Seriously, even though some of it is intentionally a bit cheesy, in a throwback to the style of early 1980s fantasy movies, for the most part, this is a truly well designed picture. The cinematography by Tim Orr, for one, is almost as gorgeously colorful as old Technicolor adventure films like “The Adventures of Robin Hood”, and I also loved the rousing score composed by Steve Jablonsky as well as the awesome creature and makeup effects by Mike Elizalde (amongst other things, he previously worked on the “Hellboy” movies).
The gloriously shameless Danny McBride who, in between his breakthrough in “The Foot Fist Way” and his starring role in the HBO series “Eastbound & Down”, has grown into probably my favorite current comedic actor, co-wrote the “Your Highness” screenplay (with Ben Best) and stars in it as Thadeous, a prince who’s forever been in the shadow of his heroic brother Fabious (James Franco) and who, in turn, acts up by being boorish.
“I know your vulgarity masks your pain”, he’s accurately told early on and, when Fabious’ virgin bride-to-be Belladonna (Zooey Deschanel) is kidnapped by an evil warlock (Justin Theroux) who intends to plant his seed into her during a double-moon eclipse in order to create a dragon (!), it’s Thadeous’ opportunity to rise up to the occasion by joining his brother in his quest to rescue her.
Over the course of the film, the brothers, joined by long-suffering squire Courtney ( Rasmus Hardiker) and badass female warrior Isabel (Natalie Portman), will run into everything from dwarves to a perverted wizard, bare-breasted savage women, a five-headed snake monster, witches and a motherfucking minotaur. Hilarity abounds, but also excitement, horror and wonder.

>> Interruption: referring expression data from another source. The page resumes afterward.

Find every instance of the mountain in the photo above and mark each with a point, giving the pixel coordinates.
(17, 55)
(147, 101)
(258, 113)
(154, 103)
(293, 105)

If you’re a fan of films like “Conan the Barbarian” and the “Lord of the Rings” trilogy, not to mention their countless knock-offs, you should have a great time with “Your Highness”, which works both as a sword and sorcery feature that actually delivers the goods and as a spoof of the genre. It’s the best movie of its kind since Sam Raimi’s “Army of Darkness”.